I’ve always wondered what changed in our society that forced Disney to take the dragons and demons from their cartoons. But thank goodness for anniversaries that bring back the oldies. Today, October 7, we celebrate the return of one of these masterpieces in Sleeping Beauty: 50th Anniversary Platinum Edition. The picture and sound have been re-mastered, but the horror and beauty remain intact.

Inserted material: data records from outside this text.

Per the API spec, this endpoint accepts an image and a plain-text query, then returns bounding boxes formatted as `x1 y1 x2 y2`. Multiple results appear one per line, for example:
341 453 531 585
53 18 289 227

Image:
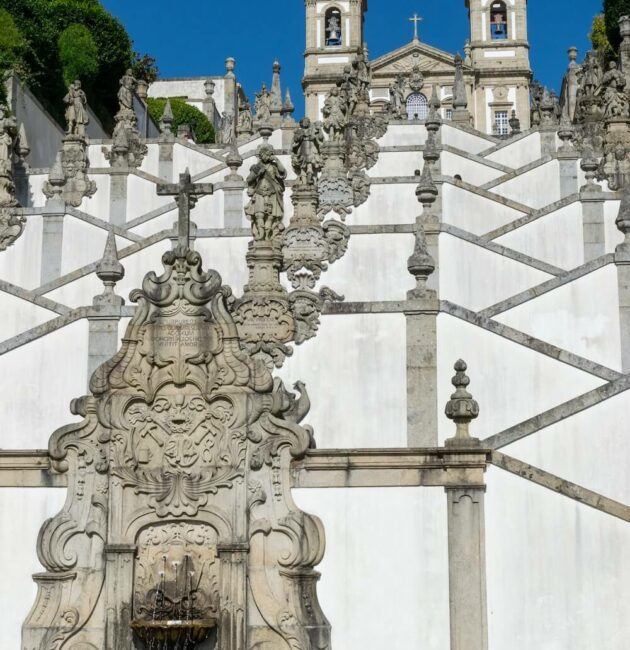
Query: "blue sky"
102 0 602 115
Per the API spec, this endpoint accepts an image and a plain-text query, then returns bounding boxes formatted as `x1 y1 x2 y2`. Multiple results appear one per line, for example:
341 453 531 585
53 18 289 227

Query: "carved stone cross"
157 168 214 248
409 13 423 41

However, even growing up watching this sometimes frightening, mostly enchanting movie, I understood that I was watching fantasy. I never went to bed wondering if Maleficent was going to appear as a glowing green orb above my head. Or at least that’s what I told myself. I also would have never guessed there could possibly be someone as beautiful, as graceful, and who could sing like Briar Rose, the sleeping beauty. In my naïve childlike state, my sister Christy was that person in the same way that I was weirdo, outsider Belle from Beauty and the Beast.
But all along, even without the sister rivalry, Aurora was real. Her beauty, charm, and grace existed outside of fantasy in Mary Costa, world renowned operatic star.

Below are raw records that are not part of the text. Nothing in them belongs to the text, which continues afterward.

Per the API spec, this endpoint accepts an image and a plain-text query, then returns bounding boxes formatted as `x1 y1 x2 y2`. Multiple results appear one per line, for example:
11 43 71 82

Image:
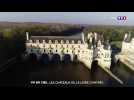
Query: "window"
66 40 69 44
61 40 64 44
48 40 52 43
55 40 58 43
29 40 32 43
72 40 74 44
78 40 81 44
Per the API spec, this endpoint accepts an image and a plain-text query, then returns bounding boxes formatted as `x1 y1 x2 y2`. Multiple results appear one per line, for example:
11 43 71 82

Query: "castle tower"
26 32 29 40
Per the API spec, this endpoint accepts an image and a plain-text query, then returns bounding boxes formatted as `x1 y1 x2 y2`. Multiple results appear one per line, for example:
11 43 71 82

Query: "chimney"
26 32 29 40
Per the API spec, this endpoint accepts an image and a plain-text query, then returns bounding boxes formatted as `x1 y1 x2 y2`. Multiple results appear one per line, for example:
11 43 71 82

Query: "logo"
117 16 127 21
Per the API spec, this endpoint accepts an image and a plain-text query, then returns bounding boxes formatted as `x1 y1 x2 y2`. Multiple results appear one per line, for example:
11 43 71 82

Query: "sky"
0 12 134 25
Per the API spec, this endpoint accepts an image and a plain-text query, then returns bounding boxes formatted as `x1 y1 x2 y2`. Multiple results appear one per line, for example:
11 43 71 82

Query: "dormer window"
66 40 69 44
29 40 33 43
43 40 45 43
78 40 81 44
48 40 52 43
61 40 64 44
55 40 58 43
36 40 39 43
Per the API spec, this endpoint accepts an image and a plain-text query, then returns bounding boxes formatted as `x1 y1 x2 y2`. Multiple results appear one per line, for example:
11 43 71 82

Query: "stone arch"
91 60 98 73
40 53 49 64
28 53 37 61
63 54 71 63
73 54 78 62
51 54 61 63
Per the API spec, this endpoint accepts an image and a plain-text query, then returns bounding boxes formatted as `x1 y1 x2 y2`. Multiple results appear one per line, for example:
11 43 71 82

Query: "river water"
0 57 134 86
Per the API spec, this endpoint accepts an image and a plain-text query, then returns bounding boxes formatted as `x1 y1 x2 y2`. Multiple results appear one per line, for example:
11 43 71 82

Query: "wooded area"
0 22 134 63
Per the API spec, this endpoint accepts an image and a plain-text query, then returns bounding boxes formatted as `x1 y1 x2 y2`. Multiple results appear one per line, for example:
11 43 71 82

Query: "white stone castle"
121 33 134 54
26 32 111 69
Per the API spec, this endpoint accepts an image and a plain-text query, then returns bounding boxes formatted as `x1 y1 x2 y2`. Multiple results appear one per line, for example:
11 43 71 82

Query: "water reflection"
111 61 134 86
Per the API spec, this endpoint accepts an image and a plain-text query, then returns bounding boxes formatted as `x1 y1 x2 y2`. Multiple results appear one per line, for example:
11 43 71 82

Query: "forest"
0 22 134 64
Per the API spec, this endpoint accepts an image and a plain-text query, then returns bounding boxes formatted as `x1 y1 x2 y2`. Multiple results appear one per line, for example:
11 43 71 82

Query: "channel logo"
117 16 127 21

Born in 1930, Costa worked from her humble beginnings in Knoxville, Tennessee to become an internationally known soloist. Some of her stage credits include Leonard Bernstein's Candide and Jules Massenet’s Manon. She graced the silver screen in The Great Waltz, and of course, Sleeping Beauty. Her achievements go on and on, including her 2003 nomination by President George W. Bush to serve on the National Council on the Arts until 2006.
Mary Costa is sleeping beauty — the charming, beautiful woman captured in this masterful film. For me, growing up with her, she has become the idol of a little girl’s dream. Her soaring voice is the one I wish I had. And her soft, delicate character is one I admire.
So whether you’re reading this as an adult, remembering the realms of fantasy and horror from your youth, or you’ve never seen Disney’s Sleeping Beauty, go buy the newly released 50th anniversary edition. And remember that the woman gracing your ears and eyes is the one and only Mary Costa.